In all such instances, however, the president is acting as a
kind of super-judge and making a decision about someone else’s conduct, the
justice of someone else’s sentence or whether it is in the national interest to
prosecute someone else. He is not making a decision about himself.
Self-pardon under this rubric is impossible. The foundational
case in the Anglo-American legal tradition is Thomas Bonham v. College of
Physicians, commonly known as Dr. Bonham’s Case. In 1610, the Court of Common
Pleas determined that the College of Physicians could not act as a court and a
litigant in the same case. The college’s royal charter had given it the
authority to punish individuals who practiced without a license. However, the
court held that it was impermissible for the college to receive a fine that it
had the power to inflict: “One cannot be Judge and attorney for any of the
parties.”
The Constitution embodies this broad precept against self-dealing in
its rule that congressional pay increases cannot take effect during the
Congress that enacted them, in its prohibition against using official power to
gain favors from foreign states and even in its provision that the chief
justice, not the vice president, is to preside when the Senate conducts an
impeachment trial of the president.
The Constitution’s pardon clause has its origins in the
royal pardon granted by a sovereign to one of his or her subjects. We are aware
of no precedent for a sovereign pardoning himself, then abdicating or being
deposed but being immune from criminal process. If that were the rule, many a
deposed king would have been spared instead of going to the chopping block.
We know of not a single instance of a self-pardon having
been recognized as legitimate. Even the pope does not pardon himself. On March
28, 2014, in St.

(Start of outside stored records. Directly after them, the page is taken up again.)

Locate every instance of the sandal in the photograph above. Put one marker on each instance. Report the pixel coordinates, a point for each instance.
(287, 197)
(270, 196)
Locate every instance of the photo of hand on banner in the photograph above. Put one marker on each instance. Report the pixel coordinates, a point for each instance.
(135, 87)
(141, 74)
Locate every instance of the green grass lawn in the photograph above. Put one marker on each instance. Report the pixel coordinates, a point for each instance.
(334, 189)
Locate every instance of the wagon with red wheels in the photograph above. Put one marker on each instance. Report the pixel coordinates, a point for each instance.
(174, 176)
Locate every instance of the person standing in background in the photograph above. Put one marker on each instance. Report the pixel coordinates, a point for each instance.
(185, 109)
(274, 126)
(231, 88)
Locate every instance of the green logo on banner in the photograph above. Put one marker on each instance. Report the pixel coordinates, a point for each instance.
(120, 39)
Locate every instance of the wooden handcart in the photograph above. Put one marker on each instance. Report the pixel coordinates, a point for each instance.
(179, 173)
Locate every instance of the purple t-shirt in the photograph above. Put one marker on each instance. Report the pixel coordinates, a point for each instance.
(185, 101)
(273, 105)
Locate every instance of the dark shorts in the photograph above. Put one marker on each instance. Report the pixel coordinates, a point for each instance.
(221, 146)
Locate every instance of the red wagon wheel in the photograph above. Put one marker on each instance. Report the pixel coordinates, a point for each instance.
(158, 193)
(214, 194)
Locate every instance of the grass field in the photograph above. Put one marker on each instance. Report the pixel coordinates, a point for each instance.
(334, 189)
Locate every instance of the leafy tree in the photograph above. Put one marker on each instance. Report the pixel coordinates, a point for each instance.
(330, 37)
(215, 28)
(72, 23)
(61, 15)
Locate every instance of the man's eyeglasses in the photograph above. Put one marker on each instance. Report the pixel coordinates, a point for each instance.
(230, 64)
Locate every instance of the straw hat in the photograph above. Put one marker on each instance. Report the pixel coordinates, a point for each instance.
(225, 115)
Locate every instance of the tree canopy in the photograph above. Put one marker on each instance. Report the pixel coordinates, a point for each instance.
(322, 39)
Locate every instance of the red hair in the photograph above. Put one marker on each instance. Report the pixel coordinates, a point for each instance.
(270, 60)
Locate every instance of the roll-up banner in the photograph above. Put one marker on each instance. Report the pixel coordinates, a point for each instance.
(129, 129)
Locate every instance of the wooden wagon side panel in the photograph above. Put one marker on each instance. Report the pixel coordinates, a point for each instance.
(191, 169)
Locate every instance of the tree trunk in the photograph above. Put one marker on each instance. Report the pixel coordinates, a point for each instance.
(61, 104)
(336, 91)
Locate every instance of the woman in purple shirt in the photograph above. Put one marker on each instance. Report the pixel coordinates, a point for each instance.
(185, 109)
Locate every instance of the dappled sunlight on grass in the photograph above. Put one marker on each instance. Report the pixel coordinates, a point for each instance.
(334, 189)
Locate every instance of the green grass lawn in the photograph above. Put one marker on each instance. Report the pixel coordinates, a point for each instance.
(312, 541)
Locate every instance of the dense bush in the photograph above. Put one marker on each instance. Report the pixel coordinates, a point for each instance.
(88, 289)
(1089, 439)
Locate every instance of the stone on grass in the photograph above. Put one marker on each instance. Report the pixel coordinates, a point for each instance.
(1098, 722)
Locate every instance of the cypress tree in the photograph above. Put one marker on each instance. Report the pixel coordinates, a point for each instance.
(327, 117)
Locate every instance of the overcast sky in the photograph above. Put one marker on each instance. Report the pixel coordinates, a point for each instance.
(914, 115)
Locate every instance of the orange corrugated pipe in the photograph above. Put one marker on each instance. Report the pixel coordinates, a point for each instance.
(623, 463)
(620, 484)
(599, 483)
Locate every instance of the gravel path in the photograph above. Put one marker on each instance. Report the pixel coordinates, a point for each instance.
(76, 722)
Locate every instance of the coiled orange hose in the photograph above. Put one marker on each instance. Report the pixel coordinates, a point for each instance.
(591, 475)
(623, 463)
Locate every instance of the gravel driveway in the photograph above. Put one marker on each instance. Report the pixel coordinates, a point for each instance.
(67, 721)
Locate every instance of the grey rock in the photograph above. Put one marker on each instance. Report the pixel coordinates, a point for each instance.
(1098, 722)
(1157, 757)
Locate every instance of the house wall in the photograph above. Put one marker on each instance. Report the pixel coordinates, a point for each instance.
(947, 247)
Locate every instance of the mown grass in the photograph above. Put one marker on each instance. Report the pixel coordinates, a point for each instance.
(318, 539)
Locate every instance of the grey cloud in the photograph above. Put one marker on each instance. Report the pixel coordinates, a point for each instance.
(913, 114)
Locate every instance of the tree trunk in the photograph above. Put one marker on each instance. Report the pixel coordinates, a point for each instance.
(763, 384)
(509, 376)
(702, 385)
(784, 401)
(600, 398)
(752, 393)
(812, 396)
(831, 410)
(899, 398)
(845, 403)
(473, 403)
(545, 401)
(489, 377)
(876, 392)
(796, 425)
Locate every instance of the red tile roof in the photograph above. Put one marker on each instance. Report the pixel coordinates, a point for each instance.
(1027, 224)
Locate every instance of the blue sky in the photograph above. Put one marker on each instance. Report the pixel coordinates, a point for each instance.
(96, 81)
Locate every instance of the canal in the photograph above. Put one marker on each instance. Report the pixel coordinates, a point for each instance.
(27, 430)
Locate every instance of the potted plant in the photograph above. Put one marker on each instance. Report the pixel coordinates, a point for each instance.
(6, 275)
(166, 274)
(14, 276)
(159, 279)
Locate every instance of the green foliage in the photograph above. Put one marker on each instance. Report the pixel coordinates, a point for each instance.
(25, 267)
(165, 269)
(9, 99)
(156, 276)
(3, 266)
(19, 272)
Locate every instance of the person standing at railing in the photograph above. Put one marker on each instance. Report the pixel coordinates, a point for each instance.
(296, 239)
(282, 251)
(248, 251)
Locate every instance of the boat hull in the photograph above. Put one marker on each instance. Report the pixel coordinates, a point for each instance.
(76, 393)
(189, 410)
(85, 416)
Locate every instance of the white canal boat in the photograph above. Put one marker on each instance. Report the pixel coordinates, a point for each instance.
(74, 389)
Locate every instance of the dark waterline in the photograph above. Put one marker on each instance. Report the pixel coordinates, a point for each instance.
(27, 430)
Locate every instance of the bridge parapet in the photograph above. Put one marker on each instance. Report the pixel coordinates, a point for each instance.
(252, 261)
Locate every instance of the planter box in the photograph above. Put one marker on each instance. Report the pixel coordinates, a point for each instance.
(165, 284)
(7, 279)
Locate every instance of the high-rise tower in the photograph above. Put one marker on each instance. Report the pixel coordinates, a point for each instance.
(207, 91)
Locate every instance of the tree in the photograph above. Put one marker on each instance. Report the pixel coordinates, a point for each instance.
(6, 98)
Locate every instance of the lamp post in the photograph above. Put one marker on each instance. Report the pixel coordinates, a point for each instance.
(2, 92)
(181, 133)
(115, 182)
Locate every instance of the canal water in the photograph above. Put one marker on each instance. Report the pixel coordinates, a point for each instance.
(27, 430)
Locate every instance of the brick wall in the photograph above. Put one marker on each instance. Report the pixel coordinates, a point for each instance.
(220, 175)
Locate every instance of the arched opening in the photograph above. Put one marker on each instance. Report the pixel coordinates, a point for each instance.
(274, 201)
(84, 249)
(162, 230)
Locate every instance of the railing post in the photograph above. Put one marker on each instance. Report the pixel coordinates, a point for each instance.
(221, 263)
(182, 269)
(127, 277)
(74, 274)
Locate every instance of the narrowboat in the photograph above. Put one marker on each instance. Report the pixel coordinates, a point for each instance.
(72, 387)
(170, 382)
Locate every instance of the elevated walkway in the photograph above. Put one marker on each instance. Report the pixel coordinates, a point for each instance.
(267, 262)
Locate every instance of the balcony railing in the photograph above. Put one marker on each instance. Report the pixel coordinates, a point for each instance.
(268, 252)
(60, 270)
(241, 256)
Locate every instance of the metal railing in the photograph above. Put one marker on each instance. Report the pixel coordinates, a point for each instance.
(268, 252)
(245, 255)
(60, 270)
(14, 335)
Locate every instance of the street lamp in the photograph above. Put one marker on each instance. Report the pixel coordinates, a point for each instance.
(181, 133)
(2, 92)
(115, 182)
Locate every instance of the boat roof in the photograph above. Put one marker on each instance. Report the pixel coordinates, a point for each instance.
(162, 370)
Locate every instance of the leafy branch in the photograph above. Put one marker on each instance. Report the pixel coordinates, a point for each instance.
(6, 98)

Peter’s Basilica, Pope Francis publicly kneeled before a priest and confessed
his sins for about three minutes.
President Trump thinks he can do a lot of things just
because he is president. He says that the president can act as if he has no
conflicts of interest. He says that he can fire the FBI director for any reason
he wants (and he admitted to the most outrageous of reasons in interviews and in discussion with the Russian ambassador). In
one sense, Trump is right — he can do all of these things, although there will
be legal repercussions if he does. Using official powers for corrupt purposes —
such as impeding or obstructing an investigation — can constitute a crime.
But there is one thing we know that Trump cannot do —
without being a first in all of human history. He cannot pardon himself.